起首两句描写初春的景物:漫步在谢桥边,吹拂着落梅的轻风,也吹满词人的双袖。沿岸春寒未褪,犹见残雪痕迹。“谢桥”,指谢娘家的桥,唐时有名妓谢秋娘,因常以指女子所居之地。两句从欧阳修《蝶恋花》词(一作冯延巳词)“独立小桥风满袖”化出。四、五句点明时节。灯市,指正月十五的元宵灯市,上冠以“匆匆”二字,略露作者的心情,可与姜夔《琵琶仙》词“奈愁里、匆匆换时节”参看。元宵过后,草已开始变绿,春天已是到来了,可是,词人却说“燕子春愁未醒”,燕子在春分前后才由南方飞回,而此时春社未到,燕子未归,故发出“误几处、芳音辽绝”的怨望之语。江淹《拟李都尉从军》诗有“袖中有短书,愿寄双飞燕”之句,《开元天宝遗事》也载有燕子传书之事,诗词家将之当作常典使用。“燕子”二语,与作者《双双燕》词“应自栖香正稳,便忘了天涯芳信”有异曲同工之妙。山川间阻,音信难通,只能把一襟幽怨,寄诸燕子,正见其用笔精妙处。题中“春思”之意,至此方出。“烟溪”二句,笔锋一转,从对面着想:那远方的情人啊,这时也许在轻烟迷漫的溪水边采摘绿草归来,她一定满怀心事,连花心深处都沁透着她的春愁。“采绿”,出自《诗小雅·采绿》:“终朝采绿,不盈一掏。”旧注认为这是妇人思念远行的丈夫。绿,是一种刍草的名。“采绿”,暗与上文“草根青发”照应。“愁沁花骨”四字甚炼,写出女子怀人的深情,句意并美。

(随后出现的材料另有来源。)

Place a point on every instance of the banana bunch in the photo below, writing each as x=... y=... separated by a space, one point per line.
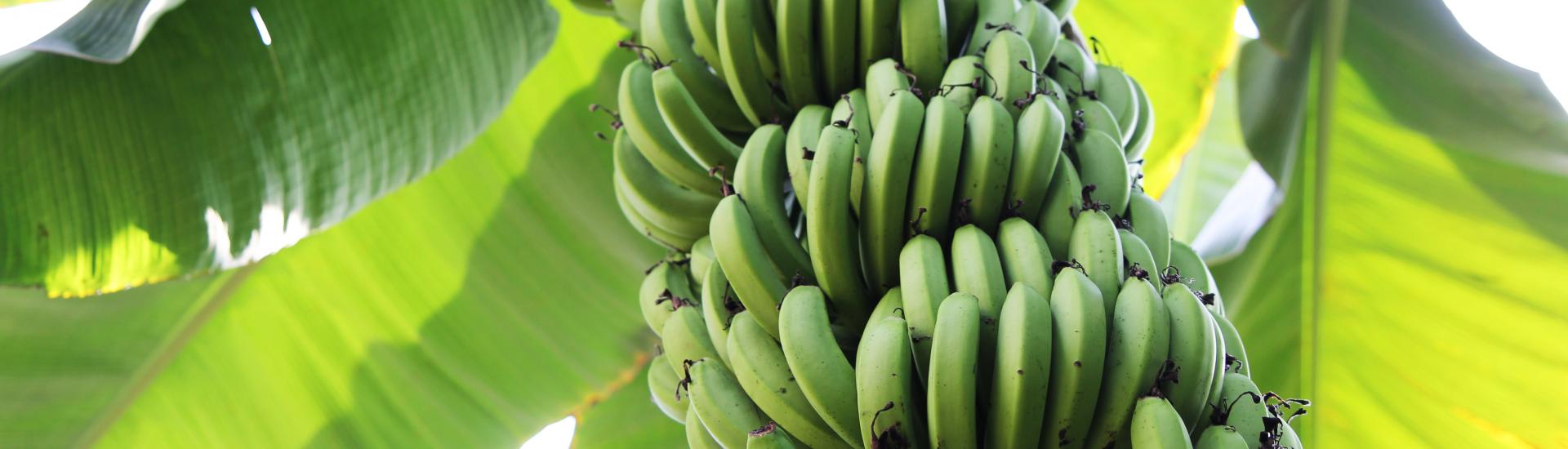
x=913 y=224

下片“非干厚情易歇”,笔意俱换,词极朴直,却更见情深意厚,更表现作者无可奈何的心情。这一切,并不关两人深厚的感情有所改变,而是由于命运的安排:离别,使有情人再也不能相见了。“奈燕台句老,难道离别”,这真是痛心彻骨之语。“燕台”,用唐诗人李商隐事。李曾作《燕台》诗四首,哀感顽艳,被一位叫做柳枝的姑娘所深赏,并相约幽会。由于机缘的错失,两人未能欢好便离别了。这里借用而转换加强说,自己纵使有李商隐那样的风流文笔,但在此情此境,一切的语句都显得是那么陈旧和多余。“小径”四句,回首前尘,深情如揭。词人记得当年在故乡多少美好的情事,那幽深的小径,微风吹衣——那是与她旧游之地。在纷来沓至的追忆中,第一难忘的是:她,久久地悄立玉阶之下,夜色渐深,清凉的露水侵进她的罗袜,她还在等待着词人的到来。词中特标出“惊心”二字,表现了情人相会时心情激荡的情景。“小径吹衣”,又与首句“两袖梅风”相应,今昔对比,更是难以为怀了。结二句“如今但、柳发晞春,夜来和露梳月”,用春景中的景物写愁思,更见梅溪词心思之巧妙。由回忆跌回现实中。一切成为既往,此时剩下的只是:那柳树疏疏的长条,纷披在春日和煦的阳光中;晚上,又沾上清凉的露水,在月下来回拂动。两句表面上是写景,实际上是喻人。“柳发”,亦指自己稀疏的头发:“晞”,晞发,披发使干。《楚辞·九歌·少司命》有“晞女(汝)发兮阳之阿”之语。“夜来”句,写自己在凉露冷月之下,凄然抚鬓的情景。结二句炼字极工,或未免着迹。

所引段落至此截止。